• Media type: E-Article
  • Title: Abstract 432: Rapamycin Can Ameliorate Antiretroviral Drug Mediated Cardiotoxicity
  • Contributor: Alapati, Spoorthi; Gupta, Manish K
  • Published: Ovid Technologies (Wolters Kluwer Health), 2019
  • Published in: Circulation Research, 125 (2019) Suppl_1
  • Language: English
  • DOI: 10.1161/res.125.suppl_1.432
  • ISSN: 0009-7330; 1524-4571
  • Origination:
  • Footnote:
  • Description: Introduction: In current therapy, due to application of combined antiretroviral drugs (cART), HIV related mortality significantly reduced, and AIDS became a chronic disease. Although, cART treatment increases life expectancy of AIDS patients, growing AIDS population suffer due to several organ diseases and heart failure is one of the leading causes of comorbidity and mortality. Hypothesis: We tested the hypothesis that application of cART induces cardiotoxicity through inhibition of cellular protein quality control (PQC) and dysregulation of mitochondrial function. Method and results: Cellular protein quality control was analyzed using cardiac tissue samples from HIV+ patients treated with cART and healthy donors. Western blot shows that there is upregulation of autophagy marker protein LC3 II in ART treated heart compared to healthy donor. Additionally, we found that there are abnormalities in the mitochondrial oxidative phosphorylation complexes (OXOPHOS) in the ART treated patient’s heart, compared to healthy donor heart. Using neonatal rat ventricular cardiomyocytes, we tested the role of ART in cellular PQC and mitochondrial function.

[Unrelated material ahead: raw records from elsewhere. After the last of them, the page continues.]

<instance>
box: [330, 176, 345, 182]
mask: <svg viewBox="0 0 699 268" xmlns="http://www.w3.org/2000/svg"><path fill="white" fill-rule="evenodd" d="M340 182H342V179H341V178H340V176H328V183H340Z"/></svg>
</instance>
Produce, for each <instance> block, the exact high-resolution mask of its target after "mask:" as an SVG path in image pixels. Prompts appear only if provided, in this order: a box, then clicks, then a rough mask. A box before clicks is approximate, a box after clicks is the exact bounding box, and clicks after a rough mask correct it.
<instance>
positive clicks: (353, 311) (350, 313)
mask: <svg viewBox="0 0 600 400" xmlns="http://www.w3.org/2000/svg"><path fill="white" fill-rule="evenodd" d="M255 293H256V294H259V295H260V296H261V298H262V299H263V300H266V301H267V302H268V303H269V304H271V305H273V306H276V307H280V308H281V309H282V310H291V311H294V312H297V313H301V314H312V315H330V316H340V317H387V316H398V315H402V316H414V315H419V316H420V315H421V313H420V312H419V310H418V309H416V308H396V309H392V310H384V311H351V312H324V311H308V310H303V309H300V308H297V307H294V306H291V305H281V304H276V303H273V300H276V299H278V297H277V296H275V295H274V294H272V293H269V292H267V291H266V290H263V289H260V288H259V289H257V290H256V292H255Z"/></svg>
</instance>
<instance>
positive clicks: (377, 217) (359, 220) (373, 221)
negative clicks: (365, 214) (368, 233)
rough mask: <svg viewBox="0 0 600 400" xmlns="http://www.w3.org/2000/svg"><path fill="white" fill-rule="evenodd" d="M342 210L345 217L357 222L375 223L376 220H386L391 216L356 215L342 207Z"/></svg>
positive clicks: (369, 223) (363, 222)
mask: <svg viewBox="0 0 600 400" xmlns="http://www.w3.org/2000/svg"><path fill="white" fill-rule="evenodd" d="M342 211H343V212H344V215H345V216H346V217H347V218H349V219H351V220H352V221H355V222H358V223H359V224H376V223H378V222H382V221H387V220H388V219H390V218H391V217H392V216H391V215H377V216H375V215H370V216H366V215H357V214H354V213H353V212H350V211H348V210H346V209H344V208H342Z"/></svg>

Our data shows that cardiomyocytes treated with the cART (Ritonavir+ Atazanavir+ abacavir+ Lamivudine) have increased expression of autophagy proteins LC3 II and P62 and higher level of pELF2α. These suggest that, the cardiomyocytes treated with ART have dysregulation of autophagy and increased ER stress. Further, we found that cardiomyocytes treated with cART have high level of mitochondrial superoxide and decreased mitochondrial membrane potential. Mitochondrial function detected in whole cells shows that in ART treated cardiomyocytes there is significantly low OCR compared to control cells. Interestingly, application of pharmacological drug rapamycin can improve the cellular PQC and mitochondrial function in ART treated cells. Conclusion: ART treatment induces cardiotoxicity through inhibition of cellular PQC and dysregulation of mitochondrial function and rapamycin might be important therapeutic drug to reduce the ART mediated cardiotoxicity.